す、と日陰にさらされた背は白絹みたいに滑らかでうつくしい。
心臓の上あたりに、間取り図がある。
上部分のみ線で遮られ、あとは左右と下へ中途半端に伸びていた。
記憶に刻み、礼と謝罪を口にした私は、服を着るよう促す。
「それがどこの間取り図か、分かる?」
「いいえ。知っていたら、その時点であの影たちに殺されています」
「確かにね」
肩を竦め、私は立ち上がった。
「じゃ、色々手配しないと。部屋はどこがいいかしら」
「姫さん」
「ゼンの説教が短いといいわね、イエル」
イエルは降参のため息をついた。
「分かったよ、もう」
「あの、奥方様。
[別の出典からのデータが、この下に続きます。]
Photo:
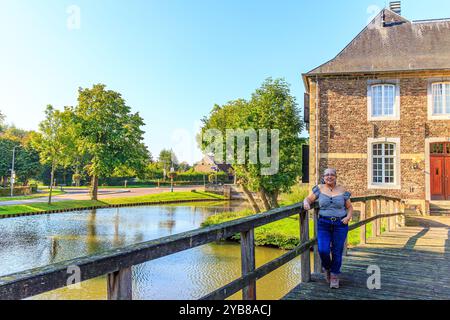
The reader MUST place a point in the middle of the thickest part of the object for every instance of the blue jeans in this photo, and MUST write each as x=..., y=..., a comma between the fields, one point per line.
x=331, y=240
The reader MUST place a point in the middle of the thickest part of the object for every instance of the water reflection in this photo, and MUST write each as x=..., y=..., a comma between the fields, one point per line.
x=34, y=241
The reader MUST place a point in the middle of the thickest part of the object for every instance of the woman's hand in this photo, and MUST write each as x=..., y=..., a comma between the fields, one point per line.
x=346, y=220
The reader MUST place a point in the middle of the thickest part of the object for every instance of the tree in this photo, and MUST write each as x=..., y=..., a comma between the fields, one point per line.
x=167, y=159
x=27, y=164
x=108, y=133
x=2, y=122
x=6, y=147
x=54, y=142
x=270, y=107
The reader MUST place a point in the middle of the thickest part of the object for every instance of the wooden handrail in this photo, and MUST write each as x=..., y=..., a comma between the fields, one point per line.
x=117, y=263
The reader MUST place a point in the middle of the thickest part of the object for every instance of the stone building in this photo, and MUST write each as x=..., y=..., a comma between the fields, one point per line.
x=379, y=112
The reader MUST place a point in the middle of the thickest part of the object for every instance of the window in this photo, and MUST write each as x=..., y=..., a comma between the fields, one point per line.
x=383, y=100
x=440, y=93
x=383, y=163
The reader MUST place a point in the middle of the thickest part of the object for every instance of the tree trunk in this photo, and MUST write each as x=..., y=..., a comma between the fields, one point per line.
x=94, y=188
x=251, y=199
x=262, y=195
x=52, y=176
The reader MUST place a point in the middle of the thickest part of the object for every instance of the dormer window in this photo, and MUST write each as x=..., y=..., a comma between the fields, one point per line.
x=438, y=100
x=383, y=101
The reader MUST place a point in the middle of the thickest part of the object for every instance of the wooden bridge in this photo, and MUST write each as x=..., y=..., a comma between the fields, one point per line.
x=413, y=261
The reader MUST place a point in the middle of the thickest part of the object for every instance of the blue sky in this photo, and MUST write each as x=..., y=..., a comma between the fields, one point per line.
x=172, y=60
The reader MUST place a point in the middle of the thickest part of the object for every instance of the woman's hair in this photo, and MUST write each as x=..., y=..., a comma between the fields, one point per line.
x=330, y=170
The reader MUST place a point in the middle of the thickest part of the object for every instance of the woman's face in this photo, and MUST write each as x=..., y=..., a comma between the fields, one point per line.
x=330, y=177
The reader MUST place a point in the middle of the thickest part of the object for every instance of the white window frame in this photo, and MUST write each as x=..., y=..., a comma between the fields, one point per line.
x=397, y=164
x=431, y=115
x=396, y=108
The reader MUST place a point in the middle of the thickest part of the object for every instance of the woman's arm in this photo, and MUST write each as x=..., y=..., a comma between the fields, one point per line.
x=349, y=207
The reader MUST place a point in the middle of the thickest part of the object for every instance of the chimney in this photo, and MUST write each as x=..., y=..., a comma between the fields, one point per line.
x=396, y=6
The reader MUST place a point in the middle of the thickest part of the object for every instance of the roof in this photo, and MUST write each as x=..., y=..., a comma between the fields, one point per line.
x=395, y=45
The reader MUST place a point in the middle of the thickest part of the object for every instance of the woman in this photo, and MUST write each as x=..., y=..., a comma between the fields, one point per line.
x=335, y=213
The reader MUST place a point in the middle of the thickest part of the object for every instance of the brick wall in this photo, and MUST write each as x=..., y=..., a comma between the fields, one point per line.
x=344, y=130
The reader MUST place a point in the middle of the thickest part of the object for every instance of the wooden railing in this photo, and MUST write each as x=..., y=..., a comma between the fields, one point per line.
x=117, y=263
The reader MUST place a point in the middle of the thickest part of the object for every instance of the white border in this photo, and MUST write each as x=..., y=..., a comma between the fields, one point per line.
x=397, y=168
x=396, y=116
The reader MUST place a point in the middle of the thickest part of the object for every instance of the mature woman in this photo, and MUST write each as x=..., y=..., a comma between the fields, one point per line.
x=335, y=213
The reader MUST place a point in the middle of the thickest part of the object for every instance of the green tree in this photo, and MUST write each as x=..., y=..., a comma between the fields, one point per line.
x=27, y=164
x=6, y=147
x=2, y=122
x=271, y=107
x=108, y=133
x=54, y=142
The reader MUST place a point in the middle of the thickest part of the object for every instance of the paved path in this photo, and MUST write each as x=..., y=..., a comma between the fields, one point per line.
x=83, y=194
x=414, y=262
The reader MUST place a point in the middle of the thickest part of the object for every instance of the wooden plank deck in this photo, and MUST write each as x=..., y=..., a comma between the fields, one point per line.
x=414, y=263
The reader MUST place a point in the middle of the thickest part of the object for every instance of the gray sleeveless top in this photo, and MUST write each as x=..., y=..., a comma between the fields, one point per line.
x=332, y=206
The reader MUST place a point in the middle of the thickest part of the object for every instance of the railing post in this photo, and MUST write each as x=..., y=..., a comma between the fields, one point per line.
x=305, y=263
x=402, y=217
x=378, y=221
x=120, y=285
x=384, y=210
x=317, y=261
x=248, y=262
x=391, y=222
x=397, y=217
x=362, y=217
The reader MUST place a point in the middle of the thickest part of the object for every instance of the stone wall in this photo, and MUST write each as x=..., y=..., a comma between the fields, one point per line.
x=345, y=129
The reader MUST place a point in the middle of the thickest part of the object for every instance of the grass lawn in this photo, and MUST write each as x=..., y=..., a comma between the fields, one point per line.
x=33, y=196
x=80, y=204
x=166, y=196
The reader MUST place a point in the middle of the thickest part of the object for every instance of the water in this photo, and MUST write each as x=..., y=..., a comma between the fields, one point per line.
x=29, y=242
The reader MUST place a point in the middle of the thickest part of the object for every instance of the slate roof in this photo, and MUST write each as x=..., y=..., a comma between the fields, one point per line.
x=395, y=45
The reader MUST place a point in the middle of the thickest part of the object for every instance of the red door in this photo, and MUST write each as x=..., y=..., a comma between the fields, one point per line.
x=447, y=178
x=440, y=171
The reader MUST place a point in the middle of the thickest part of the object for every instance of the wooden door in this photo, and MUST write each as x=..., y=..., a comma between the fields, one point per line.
x=447, y=178
x=437, y=178
x=440, y=171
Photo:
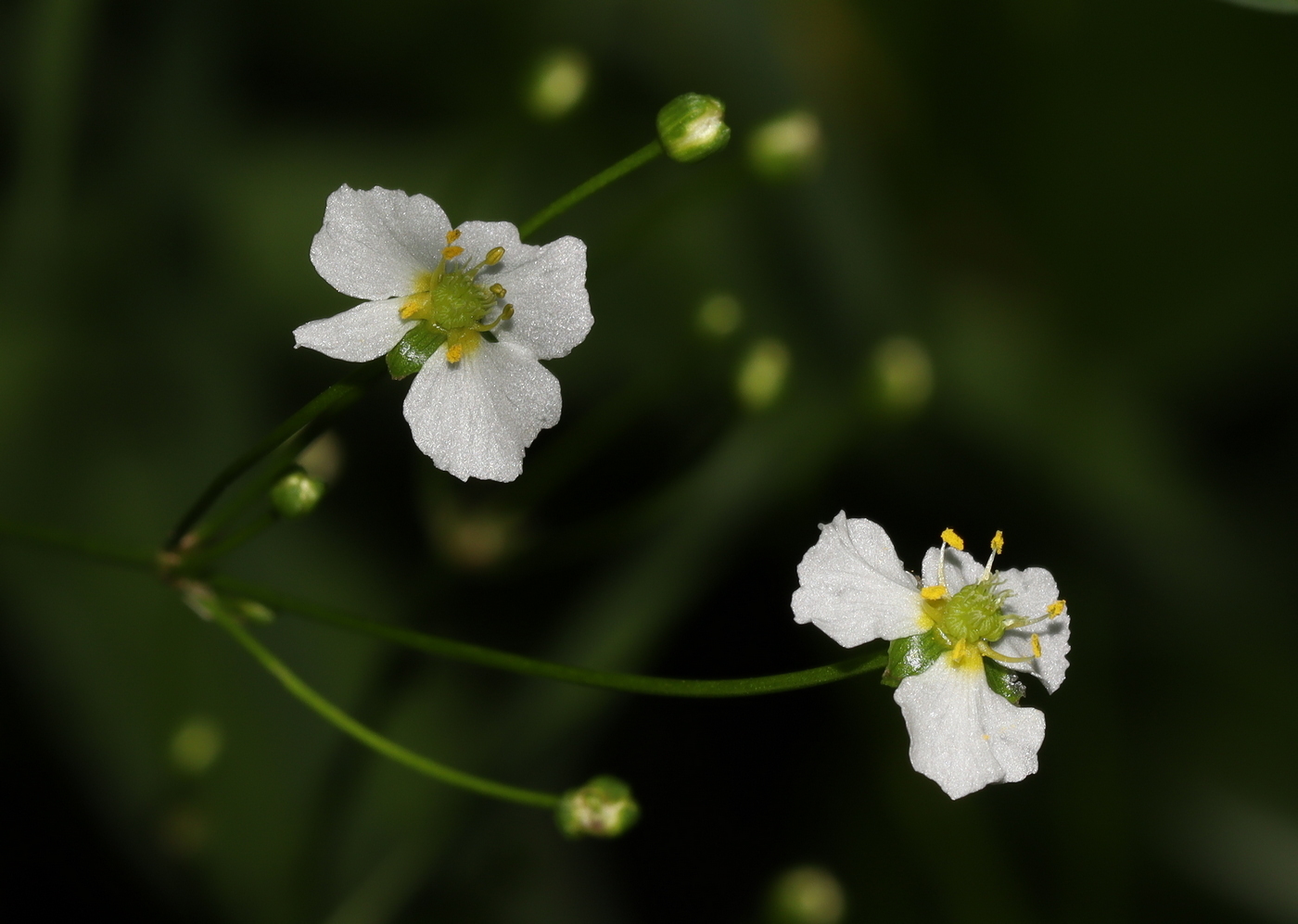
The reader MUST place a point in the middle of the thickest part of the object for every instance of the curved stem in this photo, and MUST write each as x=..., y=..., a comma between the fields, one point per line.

館の中に滞在させて頂けるのでしたら、使用人部屋で結構です」
彼女の言葉に、私は首を横に振った。
「そこだと、いざと言うとき、巻き込まれる人数が多すぎるわ」
「…そう、ですね。なら、あの妾の館以外でしたら、私はどこでも」
「あの中の方が慣れているんじゃない?」
何の気なしに言って、無神経な発言だとすぐ反省する。
彼女は倦み疲れた顔を伏せた。
「あの中で、妾たちは一室に閉じ込められ、日々仲間が減ることに怯えていました。もう二度と、踏み入りたくない」
閉じ込められていた。
一室に。
その言葉に、何か引っ掛かった。
いや、疑っているわけではなくて。
何か、違和感が。
もどかしい気分をよそに、私は潜めた声で彼女に尋ねた。
「監禁されていたってこと?」
いえ、違う。
そんなこと、改めて確認したいわけでもなくて。
つまり、妾の女性たちは。
あの館の構造を知っている、わけではないと言うこと。
だがおそらく。
妾の誰も、二度とあの館へは足を踏み入れたくないはずだ。
ああ、本当に。
吐き気がするほど、すべてが悪趣味だ。
「だけではありません。わたしたちは、地下で行われる拷問紛いの遊びで嬲り殺される生け贄に過ぎなかった」
一語ごと、墨が沁みるように不快が広がる。